Sunday, December 4, 2011

This will be the Week that Was

In covering the Centennial Season of the San Francisco Symphony over on Examiner.com, I have tried to be both polite and persistent in expressing my disappointment at how little attention has been devoted to the actual “birthday” of the Symphony.  This took place on December 8, 1911;  and the date only became fixed in my consciousness after I read about it in Larry Rothe’s book, Music for a City, Music for the World:  100 Years with the San Francisco Symphony.  Indeed, one of the delights of Rothe’s book was that the image of the program for that first concert was reproduced;  and, when I reviewed the book for Examiner.com, I made it a point to include not only the image but a text summary of the selections that were performed:
  1. The prelude to the first act of Richard Wagner’s Die Meistersinger
  2. Pyotr Tchaikovsky’s Opus 74 symphony in B minor, his sixth (“Pathétique”)
  3. An orchestration of the theme and variations movement from Joseph Haydn’s Hoboken III/75 string quartet in G major (the theme being the “Emperor’s Hymn”)
  4. Franz Liszt’s “Les préludes”

    I continue to be saddened by the absence of any of these works from the current Symphony season but was at least pleased to see that both the date and the program were acknowledged on the Contents page of the Datebook section of today’s San Francisco Chronicle.

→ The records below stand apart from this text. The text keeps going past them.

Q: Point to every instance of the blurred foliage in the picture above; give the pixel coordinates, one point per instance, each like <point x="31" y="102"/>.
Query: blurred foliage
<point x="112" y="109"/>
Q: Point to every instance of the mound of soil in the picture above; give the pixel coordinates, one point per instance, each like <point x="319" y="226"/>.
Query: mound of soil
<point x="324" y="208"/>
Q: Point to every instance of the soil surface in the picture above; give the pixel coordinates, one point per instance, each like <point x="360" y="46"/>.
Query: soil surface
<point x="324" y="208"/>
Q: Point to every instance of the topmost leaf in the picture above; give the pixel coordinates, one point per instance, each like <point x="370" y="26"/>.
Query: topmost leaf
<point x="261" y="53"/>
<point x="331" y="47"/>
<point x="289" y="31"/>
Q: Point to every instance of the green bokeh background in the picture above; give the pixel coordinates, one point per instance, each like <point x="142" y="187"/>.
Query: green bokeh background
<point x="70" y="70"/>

    This week, however, I may take some comfort in irony.  December 8 happens to be the date that will begin the week’s series of subscription concerts;  but more interesting is that, as part of the Centennial celebration, those concerts will be preceded by a two-day visit by the Boston Symphony Orchestra as part of the American Orchestra Series, one of the most promoted highlights of the Centennial Season.  Part of the irony is that the Boston Symphony had a role of its own to play in San Francisco’s musical life:  The Boston Symphony, under the baton of Karl Muck, was one of the featured performers at the 1915 Pan-Pacific International Exposition and gave thirteen performances in conjunction with this event.  Indeed, as Leta Miller observed in her recent book, Music & Politics in San Francisco:  From the 1906 Quake to the Second World War, the popularity of the Boston visitors was a sign of public “ennui” with how Henry Hadley was running the newly-formed San Francisco Symphony.

    However, there is an additional edge of irony around the more general theme of honoring history.  It turns out that 2012 will be a major anniversary year for the Boston Symphony, because the first concert in the Berkshires of the Tanglewood Music Festival took place on August 5, 1937.  (This was an outgrowth of the Berkshire Music Festival, which was initiated by Henry Hadley, Associate Conductor of the New York Philharmonic, in 1934 and featuring performances by the Philharmonic.)  This 75th anniversary will be celebrated by reproducing two programs from that initial season.  The 2012 Festival will begin on July 6 with a performance of the same program that began the 1937 concert series:  the third of Ludwig van Beethoven’s Leonore overtures, Opus 72a, followed by two of his symphonies, Opus 67 in C minor (the fifth) and Opus 68 in F major (the “Pastoral” sixth).   This will be followed later in the season by a reproduction of an all-Wagner program from the 1937 season.

    I do not know whether this amounts to a significant difference in attitude towards history between Boston and San Francisco.  However, regular readers know that I assign considerable signification to that attitude, even taking the extreme position that our ability to think historically may be related to the more fundamental capacity for time-consciousness.  Furthermore, I feel that knowledge of history is necessary in preparing any performance of music of the past (even when that past may stretch back only a matter of months), regardless of whether or not the performer is seeking an explicitly “historically informed” interpretation.  Given how rarely I am discontent with performances here in San Francisco, my guess is that most of the musicians themselves understand this appreciation for history;  but, as we all know, the circumstances under which musicians perform almost always depend on some body of individuals who are not, themselves, musicians.